My time developing stem this month was almost entirely dedicated to writing a python counterpart for metrics-lib. Most of the effort here went into reader concurrency, server descriptor validation, and lots of testing. For my part this project has the following goals…
- provide the server descriptor, network status, and microdescriptor parsing needed by the controller
- validate that new tor versions comply with the spec and don’t break our parsing
- replace the java metrics-lib so we have a single codebase with multiple maintainers (in other words, persuade Karsten to hack on stem)
- allow applications that just need descriptor data (such as the consensus tracker script) to use cached descriptor data so they don’t require an open control port
At present stem’s implementation just handles server descriptors. A lot more work will be needed to cover the rest of what metrics-lib does.
In other stem news Ravi Padmala, a contributor to several of our projects and a GSoC applicant, made multiple fixes to stem’s version parsing. I never cease to be amazed at how error prone something that sounds as simple as ‘parse the tor version’ can be. Guess that’s why we’re writing a library…
Sathyanarayanan also took the first stab at porting arm’s ExitPolicy class to stem, though more work is still needed there.
Besides stem, roughly an equal amount of my time has gone into this year’s GSoC (for anyone living under a rock we were accepted, yay!). With my org admin hat on I revised our application, made lots ‘o revisions to our volunteer page, and helped to respond to general GSoC inquiries.
With my mentor hat on I reviewed Ravi’s proposal and decided afterward that I dislike the fire-and-forget approach that we usually take with GSoC projects. We give students isolated projects where they can work independently because it is less work for us. On occasion we end the summer with a new core contributor or something we can use, but in general it fails on both counts. I want to try something a little different this year and actually work on the tasks with my applicant. Maybe it’ll work, maybe it’ll drive them mad. We’ll see…
Other random things that I did this month included…
- Attending local presentations by Bruce Schneier and Dan Kaminsky.

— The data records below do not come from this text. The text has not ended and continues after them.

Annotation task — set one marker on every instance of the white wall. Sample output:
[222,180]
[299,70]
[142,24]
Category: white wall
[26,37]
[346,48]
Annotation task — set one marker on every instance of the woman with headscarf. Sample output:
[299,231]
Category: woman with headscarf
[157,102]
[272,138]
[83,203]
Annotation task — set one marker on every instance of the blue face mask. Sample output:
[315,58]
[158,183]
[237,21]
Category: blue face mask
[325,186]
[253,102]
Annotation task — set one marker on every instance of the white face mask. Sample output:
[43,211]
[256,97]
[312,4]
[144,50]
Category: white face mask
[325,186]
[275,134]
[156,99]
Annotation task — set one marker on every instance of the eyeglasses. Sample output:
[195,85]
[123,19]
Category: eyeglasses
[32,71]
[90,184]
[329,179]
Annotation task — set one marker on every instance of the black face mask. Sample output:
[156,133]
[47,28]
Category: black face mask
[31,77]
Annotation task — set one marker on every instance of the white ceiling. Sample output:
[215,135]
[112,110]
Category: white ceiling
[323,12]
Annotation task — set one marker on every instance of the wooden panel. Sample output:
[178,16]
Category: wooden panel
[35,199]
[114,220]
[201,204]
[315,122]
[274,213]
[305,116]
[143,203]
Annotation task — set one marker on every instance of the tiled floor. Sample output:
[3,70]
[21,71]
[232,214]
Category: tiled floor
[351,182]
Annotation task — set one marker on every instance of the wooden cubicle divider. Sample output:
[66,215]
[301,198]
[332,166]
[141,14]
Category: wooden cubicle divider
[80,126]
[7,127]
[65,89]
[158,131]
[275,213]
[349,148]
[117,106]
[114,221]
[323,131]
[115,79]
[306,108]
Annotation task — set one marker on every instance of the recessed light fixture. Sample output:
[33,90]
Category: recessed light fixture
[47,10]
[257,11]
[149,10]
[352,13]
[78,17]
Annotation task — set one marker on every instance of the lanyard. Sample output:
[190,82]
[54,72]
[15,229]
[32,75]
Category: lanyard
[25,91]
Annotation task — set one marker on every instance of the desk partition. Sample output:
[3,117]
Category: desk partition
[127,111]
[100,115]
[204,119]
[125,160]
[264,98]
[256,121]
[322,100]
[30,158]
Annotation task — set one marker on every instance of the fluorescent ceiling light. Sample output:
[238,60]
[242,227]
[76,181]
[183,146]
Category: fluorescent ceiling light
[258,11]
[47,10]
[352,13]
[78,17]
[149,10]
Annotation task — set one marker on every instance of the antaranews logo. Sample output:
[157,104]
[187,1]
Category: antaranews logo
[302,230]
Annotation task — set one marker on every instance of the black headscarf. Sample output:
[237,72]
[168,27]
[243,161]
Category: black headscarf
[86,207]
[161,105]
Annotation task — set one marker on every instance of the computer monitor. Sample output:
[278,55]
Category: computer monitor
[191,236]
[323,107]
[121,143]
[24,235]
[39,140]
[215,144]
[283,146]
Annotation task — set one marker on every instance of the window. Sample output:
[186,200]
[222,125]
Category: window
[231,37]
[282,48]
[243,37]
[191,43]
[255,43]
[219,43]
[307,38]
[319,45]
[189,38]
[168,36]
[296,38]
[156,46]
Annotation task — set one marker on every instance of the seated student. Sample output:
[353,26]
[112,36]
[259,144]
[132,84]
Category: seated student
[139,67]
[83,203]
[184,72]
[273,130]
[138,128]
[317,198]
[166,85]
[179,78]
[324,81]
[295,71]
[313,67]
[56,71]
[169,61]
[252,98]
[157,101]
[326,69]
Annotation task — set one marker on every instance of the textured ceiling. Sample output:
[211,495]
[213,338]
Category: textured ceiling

- Looking over meejah’s txtorcon, a python controller lib using twisted. It’s impressive that he got this up so quickly and it’s neat to see what a twisted implementation looks like. However, it is missing large and very basic controller functionality (such as parsing controller replies), and what parsing it does do is hacky (
if "COOKIE" in protocolinfo_reply: do cookie auth
which will obviously fail with replies like ‘SAFECOOKIE’). With work though this could be a nice alternative implementation. Meejah is obviously very capable and it’ll be interesting to see where he goes with it. (Correction: mistake on my part, txtorcon actually does have parsing for GETINFO and GETCONF responses) - Discussed with Norman and Karsten the possibility of Weslayan students working with us again this year on either Stem or Onionoo. It will be a smaller scope than last year’s project if it materializes (just a couple students) which in my opinion is a good thing. Large groups are hard to manage.